Biomaterial Assembly Guided by Biochemical Reactions
Friday, February 9, 2024 11am to 12pm
About this Event
29 Oxford Street, Cambridge, MA 02138
Complex cellular behaviors such as motion and division are directed by far-from-equilibrium chemical reaction networks that regulate self-assembly, driving a cell to states that, without control by these networks, would be inaccessible. Could one design analogous biochemical reaction networks to control the dynamic behavior of synthetic materials? To do so, we must understand how materials assemble and behave when their dynamics are coupled to biomolecular reaction dynamics.

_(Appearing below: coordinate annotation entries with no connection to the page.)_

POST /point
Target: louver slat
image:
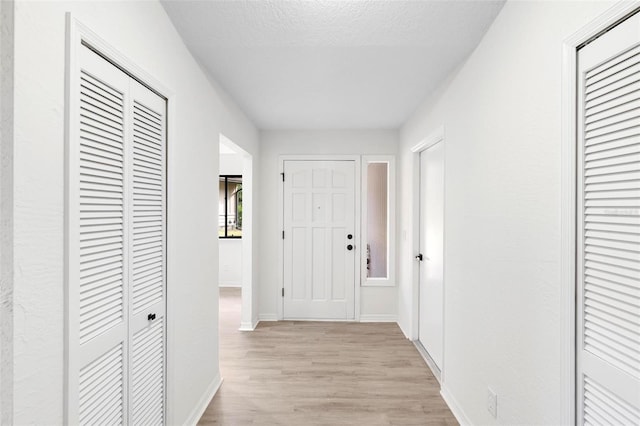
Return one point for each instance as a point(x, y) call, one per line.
point(147, 378)
point(603, 407)
point(608, 251)
point(611, 173)
point(148, 241)
point(101, 389)
point(101, 192)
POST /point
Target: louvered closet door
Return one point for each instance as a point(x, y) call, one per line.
point(116, 247)
point(98, 295)
point(608, 346)
point(147, 250)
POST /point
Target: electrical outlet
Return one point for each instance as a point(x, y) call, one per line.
point(492, 403)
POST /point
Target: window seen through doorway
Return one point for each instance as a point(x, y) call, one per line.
point(230, 208)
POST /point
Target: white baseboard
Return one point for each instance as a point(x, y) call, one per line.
point(248, 326)
point(429, 361)
point(267, 317)
point(455, 408)
point(202, 405)
point(378, 318)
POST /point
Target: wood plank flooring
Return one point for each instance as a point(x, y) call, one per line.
point(320, 373)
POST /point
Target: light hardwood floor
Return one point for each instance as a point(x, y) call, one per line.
point(320, 373)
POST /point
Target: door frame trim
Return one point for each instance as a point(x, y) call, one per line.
point(76, 34)
point(434, 138)
point(568, 191)
point(357, 221)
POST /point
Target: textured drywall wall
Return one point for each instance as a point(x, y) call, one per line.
point(231, 164)
point(502, 116)
point(6, 212)
point(375, 302)
point(141, 31)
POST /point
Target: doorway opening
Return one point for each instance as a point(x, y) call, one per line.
point(235, 230)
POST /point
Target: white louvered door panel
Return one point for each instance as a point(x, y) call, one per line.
point(608, 344)
point(147, 247)
point(116, 248)
point(97, 246)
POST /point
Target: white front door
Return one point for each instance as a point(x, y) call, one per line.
point(608, 249)
point(319, 240)
point(430, 329)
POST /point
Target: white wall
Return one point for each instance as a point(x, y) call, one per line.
point(502, 118)
point(230, 164)
point(6, 211)
point(230, 258)
point(142, 32)
point(376, 303)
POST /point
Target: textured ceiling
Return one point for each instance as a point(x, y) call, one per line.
point(330, 64)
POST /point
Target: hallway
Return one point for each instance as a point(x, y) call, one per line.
point(315, 373)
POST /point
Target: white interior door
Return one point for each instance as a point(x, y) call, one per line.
point(319, 240)
point(608, 258)
point(147, 256)
point(430, 327)
point(116, 249)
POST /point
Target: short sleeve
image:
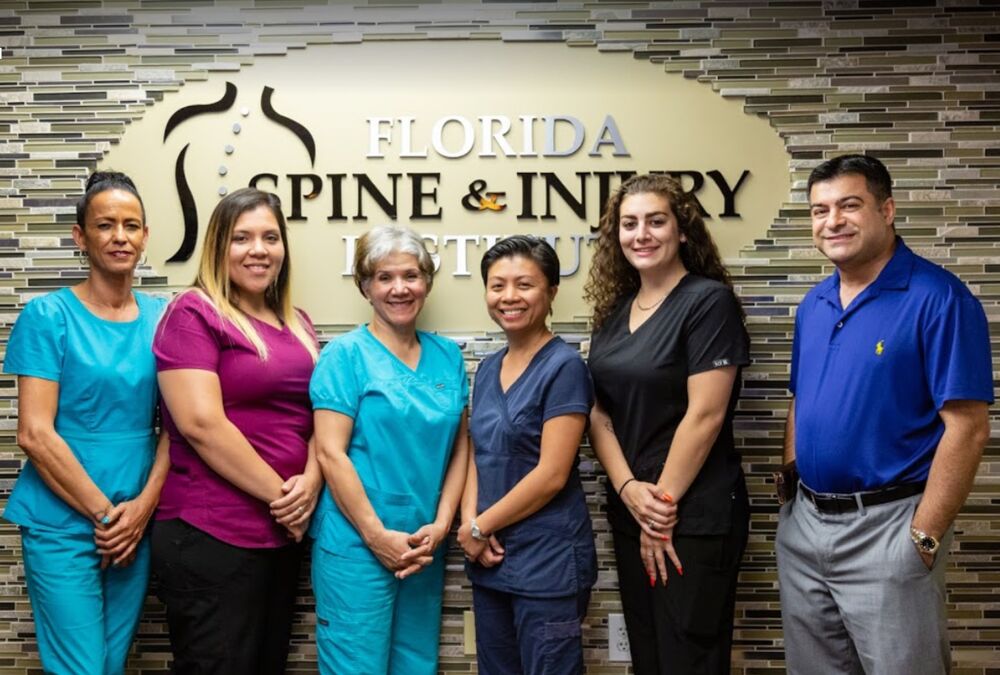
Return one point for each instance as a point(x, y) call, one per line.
point(958, 363)
point(334, 385)
point(463, 377)
point(715, 335)
point(570, 390)
point(188, 335)
point(37, 342)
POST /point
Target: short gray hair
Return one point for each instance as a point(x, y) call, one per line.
point(379, 243)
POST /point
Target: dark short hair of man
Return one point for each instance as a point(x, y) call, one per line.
point(876, 175)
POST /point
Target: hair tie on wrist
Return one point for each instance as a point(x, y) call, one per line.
point(623, 486)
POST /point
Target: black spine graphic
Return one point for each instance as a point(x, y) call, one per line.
point(188, 208)
point(187, 112)
point(300, 131)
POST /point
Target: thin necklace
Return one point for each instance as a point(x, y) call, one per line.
point(646, 309)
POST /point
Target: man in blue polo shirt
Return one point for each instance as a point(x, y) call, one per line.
point(892, 378)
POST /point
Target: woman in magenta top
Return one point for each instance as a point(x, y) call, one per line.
point(234, 361)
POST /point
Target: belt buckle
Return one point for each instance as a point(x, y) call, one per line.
point(812, 498)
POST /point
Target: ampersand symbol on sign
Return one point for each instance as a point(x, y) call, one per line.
point(474, 200)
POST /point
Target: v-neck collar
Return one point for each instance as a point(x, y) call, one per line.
point(396, 359)
point(534, 359)
point(628, 306)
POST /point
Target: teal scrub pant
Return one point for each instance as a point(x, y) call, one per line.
point(85, 617)
point(368, 622)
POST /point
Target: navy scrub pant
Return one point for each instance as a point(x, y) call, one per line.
point(534, 636)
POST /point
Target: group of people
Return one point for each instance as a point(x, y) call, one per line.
point(370, 446)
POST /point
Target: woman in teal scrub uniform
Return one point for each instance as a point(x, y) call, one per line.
point(86, 409)
point(390, 435)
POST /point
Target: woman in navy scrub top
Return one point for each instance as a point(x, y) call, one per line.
point(525, 528)
point(668, 345)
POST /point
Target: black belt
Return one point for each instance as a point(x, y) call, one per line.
point(849, 503)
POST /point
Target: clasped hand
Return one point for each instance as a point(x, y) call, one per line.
point(403, 553)
point(488, 553)
point(126, 524)
point(657, 517)
point(296, 505)
point(652, 509)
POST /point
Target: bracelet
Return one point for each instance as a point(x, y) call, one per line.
point(623, 486)
point(102, 517)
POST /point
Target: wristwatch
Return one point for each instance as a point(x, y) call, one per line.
point(478, 535)
point(924, 542)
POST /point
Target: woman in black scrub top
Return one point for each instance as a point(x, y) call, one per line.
point(668, 344)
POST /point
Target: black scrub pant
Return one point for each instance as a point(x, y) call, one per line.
point(229, 609)
point(685, 627)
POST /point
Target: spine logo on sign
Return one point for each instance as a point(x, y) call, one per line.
point(188, 207)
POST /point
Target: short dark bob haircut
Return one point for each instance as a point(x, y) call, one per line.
point(526, 246)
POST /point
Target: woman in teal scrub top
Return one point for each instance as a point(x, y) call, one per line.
point(86, 410)
point(390, 436)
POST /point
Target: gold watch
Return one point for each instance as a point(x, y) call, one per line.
point(924, 542)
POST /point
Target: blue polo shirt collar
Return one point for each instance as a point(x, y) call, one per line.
point(894, 276)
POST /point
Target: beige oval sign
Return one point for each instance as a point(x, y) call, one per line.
point(465, 142)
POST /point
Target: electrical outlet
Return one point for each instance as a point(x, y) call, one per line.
point(618, 648)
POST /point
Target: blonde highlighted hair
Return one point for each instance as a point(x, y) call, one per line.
point(214, 283)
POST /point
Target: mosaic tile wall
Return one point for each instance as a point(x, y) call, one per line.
point(914, 83)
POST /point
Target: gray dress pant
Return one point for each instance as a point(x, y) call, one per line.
point(856, 597)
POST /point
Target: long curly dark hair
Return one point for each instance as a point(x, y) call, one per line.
point(611, 276)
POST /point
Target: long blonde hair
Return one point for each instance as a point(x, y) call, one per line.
point(213, 271)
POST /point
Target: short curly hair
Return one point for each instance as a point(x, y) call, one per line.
point(380, 242)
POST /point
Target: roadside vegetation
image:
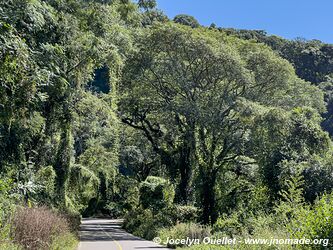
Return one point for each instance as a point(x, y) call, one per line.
point(108, 108)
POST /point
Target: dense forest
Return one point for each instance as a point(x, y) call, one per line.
point(109, 108)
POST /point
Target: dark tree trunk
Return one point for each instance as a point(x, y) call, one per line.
point(62, 165)
point(209, 211)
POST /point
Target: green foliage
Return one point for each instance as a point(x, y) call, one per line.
point(156, 193)
point(186, 20)
point(64, 242)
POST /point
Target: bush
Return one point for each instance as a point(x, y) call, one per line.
point(37, 228)
point(66, 241)
point(315, 223)
point(156, 193)
point(185, 214)
point(183, 231)
point(74, 220)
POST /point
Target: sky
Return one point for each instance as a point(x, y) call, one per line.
point(309, 19)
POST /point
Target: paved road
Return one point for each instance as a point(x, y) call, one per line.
point(105, 234)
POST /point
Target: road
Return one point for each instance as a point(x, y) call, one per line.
point(106, 234)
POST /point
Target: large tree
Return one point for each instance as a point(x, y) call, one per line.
point(194, 95)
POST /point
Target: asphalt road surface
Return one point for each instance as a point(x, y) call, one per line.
point(105, 234)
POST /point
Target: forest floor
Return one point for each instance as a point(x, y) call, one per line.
point(107, 234)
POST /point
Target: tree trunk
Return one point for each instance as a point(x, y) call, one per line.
point(210, 213)
point(62, 165)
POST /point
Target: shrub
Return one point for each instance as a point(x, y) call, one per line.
point(66, 241)
point(156, 193)
point(36, 228)
point(183, 231)
point(74, 220)
point(184, 214)
point(315, 223)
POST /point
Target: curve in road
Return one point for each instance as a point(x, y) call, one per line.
point(106, 234)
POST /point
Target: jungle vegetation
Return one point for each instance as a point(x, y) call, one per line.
point(110, 108)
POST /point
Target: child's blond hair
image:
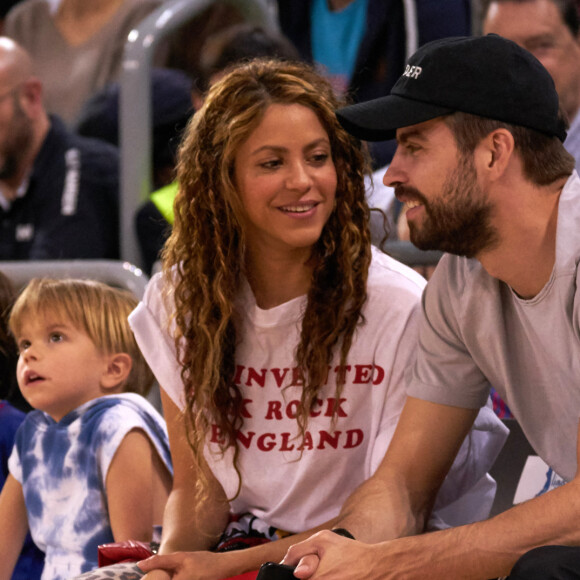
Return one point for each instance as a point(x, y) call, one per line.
point(99, 310)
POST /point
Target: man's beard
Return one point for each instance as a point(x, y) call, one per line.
point(459, 221)
point(19, 141)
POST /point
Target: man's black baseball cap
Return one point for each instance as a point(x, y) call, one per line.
point(489, 76)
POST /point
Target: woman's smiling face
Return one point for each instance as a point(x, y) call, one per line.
point(286, 180)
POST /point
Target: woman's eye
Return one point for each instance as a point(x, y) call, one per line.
point(271, 164)
point(320, 158)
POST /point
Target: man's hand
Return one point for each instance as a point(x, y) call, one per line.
point(187, 566)
point(327, 555)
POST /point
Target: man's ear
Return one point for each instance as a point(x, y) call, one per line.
point(494, 153)
point(31, 97)
point(119, 367)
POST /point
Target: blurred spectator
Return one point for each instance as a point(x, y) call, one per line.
point(76, 45)
point(185, 45)
point(5, 7)
point(171, 108)
point(8, 350)
point(362, 44)
point(549, 30)
point(233, 45)
point(58, 191)
point(225, 48)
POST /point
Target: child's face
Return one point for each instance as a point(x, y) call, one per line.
point(59, 367)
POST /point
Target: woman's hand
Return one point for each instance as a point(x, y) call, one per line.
point(188, 566)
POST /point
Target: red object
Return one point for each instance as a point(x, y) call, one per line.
point(246, 576)
point(120, 552)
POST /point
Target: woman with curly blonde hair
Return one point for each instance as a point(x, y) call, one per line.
point(278, 336)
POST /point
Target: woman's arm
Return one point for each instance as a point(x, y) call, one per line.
point(184, 526)
point(14, 526)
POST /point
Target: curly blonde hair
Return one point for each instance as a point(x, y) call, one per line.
point(205, 255)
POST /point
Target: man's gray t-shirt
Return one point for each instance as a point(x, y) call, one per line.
point(477, 332)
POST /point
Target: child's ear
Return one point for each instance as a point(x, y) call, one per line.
point(118, 368)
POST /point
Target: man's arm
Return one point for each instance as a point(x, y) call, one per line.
point(486, 549)
point(397, 500)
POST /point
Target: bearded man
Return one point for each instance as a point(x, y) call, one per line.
point(58, 191)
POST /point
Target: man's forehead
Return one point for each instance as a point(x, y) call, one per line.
point(426, 130)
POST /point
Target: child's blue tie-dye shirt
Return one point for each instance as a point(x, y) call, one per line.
point(63, 469)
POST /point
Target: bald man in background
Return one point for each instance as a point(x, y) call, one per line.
point(58, 191)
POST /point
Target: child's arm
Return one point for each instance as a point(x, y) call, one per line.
point(137, 484)
point(14, 526)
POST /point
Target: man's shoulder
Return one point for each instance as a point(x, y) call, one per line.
point(92, 149)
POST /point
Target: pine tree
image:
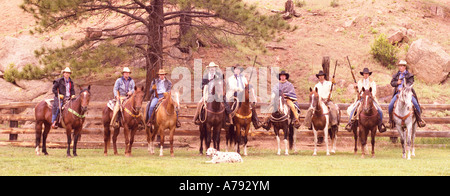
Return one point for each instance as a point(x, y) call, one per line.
point(144, 28)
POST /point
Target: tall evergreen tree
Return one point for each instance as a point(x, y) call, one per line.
point(144, 26)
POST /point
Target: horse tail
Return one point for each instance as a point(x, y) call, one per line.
point(291, 136)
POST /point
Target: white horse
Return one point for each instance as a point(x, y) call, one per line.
point(405, 121)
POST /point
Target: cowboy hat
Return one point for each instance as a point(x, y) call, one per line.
point(162, 72)
point(237, 66)
point(212, 64)
point(365, 70)
point(126, 69)
point(67, 69)
point(402, 62)
point(321, 73)
point(283, 73)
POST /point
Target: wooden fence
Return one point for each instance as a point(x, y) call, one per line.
point(188, 128)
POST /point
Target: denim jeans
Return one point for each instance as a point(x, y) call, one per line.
point(414, 100)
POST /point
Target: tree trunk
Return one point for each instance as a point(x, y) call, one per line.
point(326, 66)
point(155, 43)
point(185, 43)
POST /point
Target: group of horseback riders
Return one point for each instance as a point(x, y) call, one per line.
point(63, 88)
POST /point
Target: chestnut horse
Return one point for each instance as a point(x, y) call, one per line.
point(72, 116)
point(321, 121)
point(405, 120)
point(282, 118)
point(242, 121)
point(166, 118)
point(214, 119)
point(129, 119)
point(368, 121)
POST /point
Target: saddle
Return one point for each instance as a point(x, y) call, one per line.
point(153, 117)
point(50, 103)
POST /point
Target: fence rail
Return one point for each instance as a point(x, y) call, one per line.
point(186, 116)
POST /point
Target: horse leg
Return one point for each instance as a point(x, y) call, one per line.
point(69, 138)
point(414, 128)
point(77, 135)
point(116, 133)
point(402, 139)
point(106, 138)
point(47, 128)
point(208, 135)
point(246, 139)
point(293, 134)
point(374, 132)
point(237, 135)
point(408, 140)
point(363, 134)
point(133, 133)
point(38, 132)
point(126, 132)
point(172, 132)
point(325, 131)
point(202, 136)
point(277, 133)
point(161, 143)
point(217, 130)
point(286, 133)
point(315, 141)
point(355, 136)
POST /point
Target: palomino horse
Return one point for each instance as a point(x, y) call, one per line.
point(129, 119)
point(321, 121)
point(213, 120)
point(368, 121)
point(72, 117)
point(404, 119)
point(166, 118)
point(282, 118)
point(242, 121)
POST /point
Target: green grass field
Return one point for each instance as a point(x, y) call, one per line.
point(22, 161)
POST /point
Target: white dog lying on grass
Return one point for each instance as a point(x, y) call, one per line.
point(223, 157)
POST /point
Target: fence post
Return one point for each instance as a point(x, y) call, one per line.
point(13, 124)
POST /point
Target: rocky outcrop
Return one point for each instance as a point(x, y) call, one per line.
point(428, 61)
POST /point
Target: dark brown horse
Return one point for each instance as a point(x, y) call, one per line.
point(72, 117)
point(129, 120)
point(368, 121)
point(213, 120)
point(242, 121)
point(282, 118)
point(321, 121)
point(166, 118)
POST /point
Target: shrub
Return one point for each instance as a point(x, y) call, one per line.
point(384, 52)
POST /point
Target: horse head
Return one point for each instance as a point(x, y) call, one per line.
point(313, 99)
point(85, 96)
point(138, 98)
point(405, 97)
point(367, 100)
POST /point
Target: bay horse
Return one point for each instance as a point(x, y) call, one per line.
point(282, 118)
point(242, 121)
point(129, 120)
point(166, 118)
point(405, 120)
point(72, 117)
point(321, 121)
point(368, 121)
point(213, 120)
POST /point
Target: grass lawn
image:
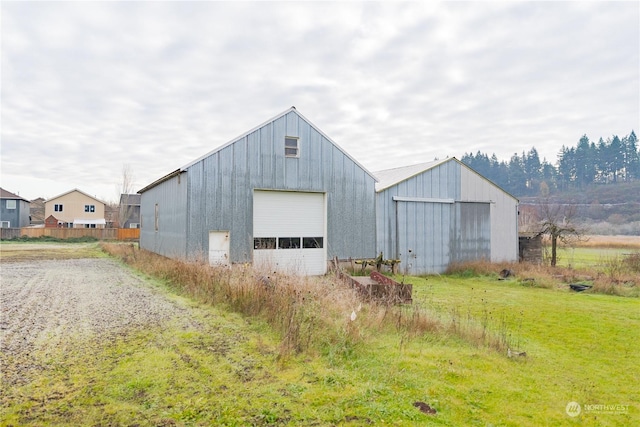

By coupling simple relatively simple chemical reactions to self-assembly processes, one can impose feedback regulation or trap materials in chosen metastable states. More complex networks could switch materials between many different metastable states and guide the transitions between them. Using examples of DNA and colloid self-assembly and shape-change in soft hydrogel films, I will discuss how we might construct “programmable” DNA and enzyme networks that can drive such multistate switching. These in vitro genetic regulatory networks are composed of interchangeable parts, so they can emulate the dynamics of a large class of feedforward and recurrent artificial neural networks. They can also faithfully propagate and amplify information, and handle the load imposed by when they are coupled to an assembly process. In vitro genetic regulatory networks could thus allow us to explore a broad range of dynamic material behaviors by design.